The Mitfords had style, presence, and were extremely gifted: four would go on to write best-selling books. Above all, they were funny -- hilariously and often mercilessly so. In this wise, evenhanded, and generous book, Mary Lovell captures the vitality and extraordinary drama of a family that took the twentieth century by the throat and became, in some respects, its victims.



Editorial Reviews

From Publishers Weekly

In her history of England's Mitford sisters, who were major figures in the international political, literary and social scenes for much of the 20th century, Lovell (The Sound of Wings: The Biography of Amelia Earhart; etc.) rises with aplomb to the challenges of a group biography, deftly weaving together the narrative threads of six at times radically disparate lives to create a fascinating account of a fascinating family. Born into the ranks of the minor aristocracy and educated at home by eccentric and perennially cash-strapped parents, Nancy, Pamela, Diana, Unity, Jessica and Deborah Mitford hardly seemed the types whose exploits would generate endless fodder for the sensationalist press. But when Diana left her wealthy young husband to take up with and eventually marry Sir Oswald Mosley, infamous leader of British fascism; when Unity became close friends with Adolf Hitler and a proponent of Nazism; when Jessica, a vocal Communist, eloped with a notorious cousin who was also a nephew of Winston Churchill; when Deborah married the Duke of Devonshire; and when both Nancy (Love in a Cold Climate) and Jessica (The American Way of Death) became acclaimed, bestselling authors, the world responded with avid, insatiable and at times alarmingly intrusive curiosity. But whether adored or reviled by their public, all the Mitford sisters were engaged with (and at times embodiments of) the major social and political issues of their time. Lovell's account of the sisters' upbringing and their often tumultuous adult lives is as lively and engrossing as Nancy's heavily autobiographical fiction; the group biography also does a commendable job of separating the myths that fiction created from the sometimes more mundane realities of the Mitfords' activities and relationships. 16 pages of photos not seen by PW.

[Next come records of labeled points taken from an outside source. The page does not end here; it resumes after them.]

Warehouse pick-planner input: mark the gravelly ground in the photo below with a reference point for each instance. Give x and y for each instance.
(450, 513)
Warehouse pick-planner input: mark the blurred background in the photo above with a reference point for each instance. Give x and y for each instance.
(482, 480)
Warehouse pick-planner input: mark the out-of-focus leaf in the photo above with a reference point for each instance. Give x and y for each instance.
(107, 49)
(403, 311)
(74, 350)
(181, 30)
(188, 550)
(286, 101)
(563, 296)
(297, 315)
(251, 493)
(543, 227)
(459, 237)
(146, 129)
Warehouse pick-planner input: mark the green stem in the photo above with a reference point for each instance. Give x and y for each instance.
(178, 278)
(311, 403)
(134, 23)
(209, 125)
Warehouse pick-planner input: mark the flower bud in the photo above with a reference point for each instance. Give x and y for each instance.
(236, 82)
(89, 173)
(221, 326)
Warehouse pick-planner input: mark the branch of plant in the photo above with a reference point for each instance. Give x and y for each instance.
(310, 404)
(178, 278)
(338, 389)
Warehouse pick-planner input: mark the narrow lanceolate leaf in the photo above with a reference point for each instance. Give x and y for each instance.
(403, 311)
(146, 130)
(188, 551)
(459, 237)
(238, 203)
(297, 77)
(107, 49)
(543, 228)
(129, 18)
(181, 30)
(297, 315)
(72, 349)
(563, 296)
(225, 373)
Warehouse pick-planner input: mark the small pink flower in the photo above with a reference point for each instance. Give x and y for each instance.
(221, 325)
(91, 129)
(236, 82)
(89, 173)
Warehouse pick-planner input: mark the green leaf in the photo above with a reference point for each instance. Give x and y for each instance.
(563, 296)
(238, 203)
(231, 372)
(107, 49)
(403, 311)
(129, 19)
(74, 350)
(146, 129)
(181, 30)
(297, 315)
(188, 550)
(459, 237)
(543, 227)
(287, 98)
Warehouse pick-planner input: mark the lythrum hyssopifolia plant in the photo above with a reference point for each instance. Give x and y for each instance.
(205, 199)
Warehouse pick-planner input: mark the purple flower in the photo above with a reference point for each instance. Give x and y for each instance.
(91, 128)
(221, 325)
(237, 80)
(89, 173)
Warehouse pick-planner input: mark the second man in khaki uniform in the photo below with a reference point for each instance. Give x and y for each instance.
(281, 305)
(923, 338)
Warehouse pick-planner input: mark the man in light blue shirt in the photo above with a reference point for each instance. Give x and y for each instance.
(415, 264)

Copyright 2001 Cahners Business Information, Inc.

From Library Journal

Lovell's biography of the Mitford sisters illustrates "the complex loyalties and love, disloyalties and even hate, and above all the laughter that ran through this family's relationships." Lovell (A Rage To Live: A Biography of Richard and Isabel Burton) presents an engrossing narrative that captures the distinct personalities of six headstrong, determined, and witty women who had a surprisingly pervasive impact on 20th-century social, political, and literary history. At the heart of the biography is Unity Mitford, who was obsessed with Adolf Hitler and widely rumored to be his mistress. In the telling of Unity's saga, Lovell's extreme evenhandedness can be exasperating. Unity sent a letter to a German newspaper, for example, exclaiming, "I am a Jew hater," but Lovell withholds comment or condemnation. While Unity provides the most dramatic story, the lives of the other sisters Jessica, a Communist; Debo, Dutchess of Devonshire; Diana, wife of Fascist leader Oswald Mosley; novelist Nancy; and Pamela are also excellently narrated and seamlessly woven together. While this is not the first biography of the Mitford family, and full biographies have been written about three of the sisters, Lovell claims to have drawn upon "personal interviews, family papers and correspondence not previously seen outside the family." If you can overlook the biography's occasional reticence about the horrific political realities of Nazism in the 1930s and 1940s, this is a captivating read.
- Amy Strong, South Portland, ME
Copyright 2001 Reed Business Information, Inc.

Product Details

  • Hardcover: 384 pages
  • Publisher: W. W. Norton & Company; First Edition edition (January 2002)
  • Language: English
  • ISBN-10: 0393010430
  • ISBN-13: 978-0393010435
  • Product Dimensions: 9.4 x 6 x 2 inches
  • Shipping Weight: 2.3 pounds
  • Average Customer Review: 3.9 out of 5 stars  See all reviews (60 customer reviews)
  • Amazon Best Sellers Rank: #282,564 in Books (See Top 100 in Books)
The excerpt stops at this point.